Since the beginning of July, the most prominent feature of the market has been the divergence in volume between financials and "all other" stocks. While overall stock market volume has been flat if not down over the past two months, and a continuation of a long-term downward trend since the March ramp up, the volume in financial stocks has staged an unprecedented pick up.
First, note the volume drift of the SPY since March, the best proxy of overall volume participation via key money managers:
As the chart below demonstrates, five primary names have been responsible for the bulk of the volume in not just financials but across the entire market.
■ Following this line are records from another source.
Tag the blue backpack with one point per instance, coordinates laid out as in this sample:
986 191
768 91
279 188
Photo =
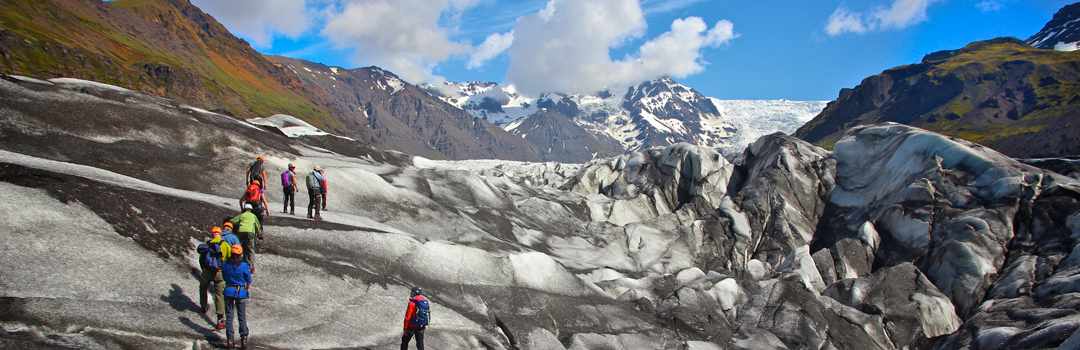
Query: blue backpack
422 313
210 255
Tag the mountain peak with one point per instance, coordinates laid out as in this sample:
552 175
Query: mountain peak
1062 32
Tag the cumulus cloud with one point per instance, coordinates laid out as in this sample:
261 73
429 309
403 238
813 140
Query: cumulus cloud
566 46
402 36
988 5
898 15
495 44
844 21
259 19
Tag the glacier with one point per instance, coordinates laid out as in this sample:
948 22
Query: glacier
898 239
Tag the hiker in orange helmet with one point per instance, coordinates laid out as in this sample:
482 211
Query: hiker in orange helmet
238 279
255 172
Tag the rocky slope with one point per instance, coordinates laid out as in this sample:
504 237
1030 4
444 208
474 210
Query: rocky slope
899 239
1000 93
659 112
1062 32
408 119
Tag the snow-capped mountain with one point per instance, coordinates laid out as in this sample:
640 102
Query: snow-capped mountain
1062 32
658 112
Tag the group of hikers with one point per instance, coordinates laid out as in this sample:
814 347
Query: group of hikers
257 184
226 258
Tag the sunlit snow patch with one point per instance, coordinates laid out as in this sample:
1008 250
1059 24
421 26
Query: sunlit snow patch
288 124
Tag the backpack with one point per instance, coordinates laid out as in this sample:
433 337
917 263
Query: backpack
422 313
285 182
255 173
252 194
210 255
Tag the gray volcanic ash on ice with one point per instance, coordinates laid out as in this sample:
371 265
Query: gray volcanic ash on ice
900 238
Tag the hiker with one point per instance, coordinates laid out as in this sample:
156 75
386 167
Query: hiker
211 255
314 180
247 228
227 232
416 319
238 279
288 187
256 197
255 172
322 185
The five stocks are Citi, AIG, CIT, Fannie Mae and Freddie Mac.
A summation of the individual volumes since March reveals an unprecedented dominance of the total market volume represented by just these five stocks, hitting nearly 2 billion shares on Friday, August 21.
As a reminder, roughly 6 billion shares trade on average on the NYSE daily, and 10 billion in the domestic markets combined. This means that on Friday, 5 stocks accounted for nearly roughly 30% of the entire NYSE volume, while a stock like AIG traded its entire float in a narrow price range.
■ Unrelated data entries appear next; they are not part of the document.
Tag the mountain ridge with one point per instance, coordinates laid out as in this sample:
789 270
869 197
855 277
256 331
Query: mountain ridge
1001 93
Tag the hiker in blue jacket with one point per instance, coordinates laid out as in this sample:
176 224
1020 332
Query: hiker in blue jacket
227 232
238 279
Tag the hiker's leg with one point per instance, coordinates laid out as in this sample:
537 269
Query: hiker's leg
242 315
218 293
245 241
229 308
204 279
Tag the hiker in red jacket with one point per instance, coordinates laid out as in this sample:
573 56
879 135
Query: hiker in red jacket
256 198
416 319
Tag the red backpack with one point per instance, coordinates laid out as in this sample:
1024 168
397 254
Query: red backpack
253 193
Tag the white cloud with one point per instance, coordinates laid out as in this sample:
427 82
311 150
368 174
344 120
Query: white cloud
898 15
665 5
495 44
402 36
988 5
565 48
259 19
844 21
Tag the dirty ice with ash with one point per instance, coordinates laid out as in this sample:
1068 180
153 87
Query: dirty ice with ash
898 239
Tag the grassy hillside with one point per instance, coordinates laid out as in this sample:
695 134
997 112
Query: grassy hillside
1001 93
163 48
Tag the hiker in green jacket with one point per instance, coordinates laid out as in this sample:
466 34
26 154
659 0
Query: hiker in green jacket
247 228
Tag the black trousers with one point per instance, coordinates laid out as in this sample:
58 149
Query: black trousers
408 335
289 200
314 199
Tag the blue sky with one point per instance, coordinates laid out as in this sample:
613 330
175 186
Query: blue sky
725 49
The fact that more than the entire float of AIG has traded daily on several occasions, should be a bright red light for the regulators to analyze whether this abnormal activity is due to i) massive forced recalls of stock, forcing indiscriminate short covering, of if ii) a stock trading algorithm has essentially taken over all the trading in financial stocks, and is churning volume for the pure reason of consistently painting the tape, or collecting rebates, while the overall market drifts higher on low volume. Furthermore, if the SEC considers 5 stocks accounting 30% of all NYSE volume as a normal phenomenon, one wonders just what would cause their computerized alerts to actually go off. Well, aside from a market crash, of course, which would prompt the uptick rule to be implemented within minutes of any sudden price drop, as well as the prohibition of shorting of all financial stocks, at least if one tries to determine their pro-cyclical response MO based on empirical evidence.